À quoi ça sert le pardon? Vous regardez les nouvelles, vous les lisez, les gens autour de vous en parlent. Vous vous sentez totalement impuissant. Vous vous sentez incapable d’apporter du changement positif dans votre vie et dans le monde. C’est à cause de cette période particulièrement difficile que nous traversons tous que je voudrais vous parler du pouvoir du pardon comme force de changement intérieur et extérieur et de ce que l’Ho’oponopono peut vous permettre d’accomplir dans votre vie.

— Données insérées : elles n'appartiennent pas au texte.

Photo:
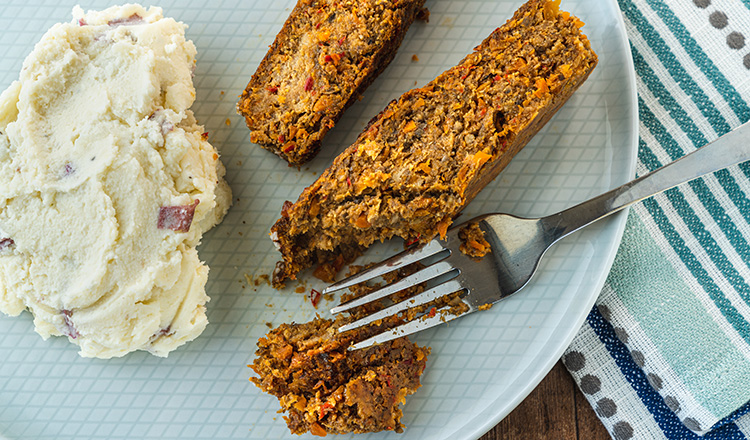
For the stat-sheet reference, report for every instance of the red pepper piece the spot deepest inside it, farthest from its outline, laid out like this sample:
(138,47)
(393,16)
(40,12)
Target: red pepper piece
(314,297)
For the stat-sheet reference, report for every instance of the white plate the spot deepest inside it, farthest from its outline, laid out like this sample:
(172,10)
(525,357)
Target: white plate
(481,366)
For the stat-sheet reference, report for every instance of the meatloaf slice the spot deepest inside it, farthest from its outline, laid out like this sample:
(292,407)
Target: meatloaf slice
(324,57)
(429,152)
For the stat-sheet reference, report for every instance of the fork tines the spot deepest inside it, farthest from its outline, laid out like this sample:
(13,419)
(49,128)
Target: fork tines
(440,271)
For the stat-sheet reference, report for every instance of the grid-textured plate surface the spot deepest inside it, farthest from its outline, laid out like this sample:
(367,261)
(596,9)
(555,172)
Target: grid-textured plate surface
(481,366)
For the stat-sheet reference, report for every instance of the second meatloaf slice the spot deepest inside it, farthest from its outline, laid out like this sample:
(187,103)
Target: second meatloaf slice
(323,58)
(420,161)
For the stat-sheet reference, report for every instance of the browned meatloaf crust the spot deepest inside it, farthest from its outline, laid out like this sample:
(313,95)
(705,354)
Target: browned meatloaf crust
(324,57)
(324,388)
(421,160)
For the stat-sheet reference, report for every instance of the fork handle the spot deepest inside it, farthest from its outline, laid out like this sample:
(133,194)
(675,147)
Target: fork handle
(729,149)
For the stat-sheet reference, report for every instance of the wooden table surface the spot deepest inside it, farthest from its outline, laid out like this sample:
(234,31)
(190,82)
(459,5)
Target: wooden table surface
(556,409)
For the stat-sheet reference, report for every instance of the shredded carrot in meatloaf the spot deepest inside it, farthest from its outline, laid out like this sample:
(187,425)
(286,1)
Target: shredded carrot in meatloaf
(429,152)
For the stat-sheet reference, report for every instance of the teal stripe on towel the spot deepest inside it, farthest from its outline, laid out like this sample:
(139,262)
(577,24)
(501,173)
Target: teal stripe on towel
(735,319)
(699,57)
(675,109)
(671,308)
(708,200)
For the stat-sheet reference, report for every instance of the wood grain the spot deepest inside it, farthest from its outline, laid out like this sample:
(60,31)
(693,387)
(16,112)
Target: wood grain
(556,409)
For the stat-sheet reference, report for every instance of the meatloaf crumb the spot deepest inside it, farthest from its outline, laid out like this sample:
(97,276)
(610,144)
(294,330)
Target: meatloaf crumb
(325,388)
(428,153)
(473,242)
(322,60)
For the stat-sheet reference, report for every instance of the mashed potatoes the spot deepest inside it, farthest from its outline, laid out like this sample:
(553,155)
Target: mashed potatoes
(107,185)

Vous pouvez devenir une force de transformation de la société et, avec Stefano, nous aimerions vous fournir les outils pour lancer votre révolution personnelle.

Dès que nous abordons la question du pardon, nous remarquons que chacun a une définition différente dépendamment de sa propre histoire, de son bagage, de la culture dans laquelle il a grandi, etc.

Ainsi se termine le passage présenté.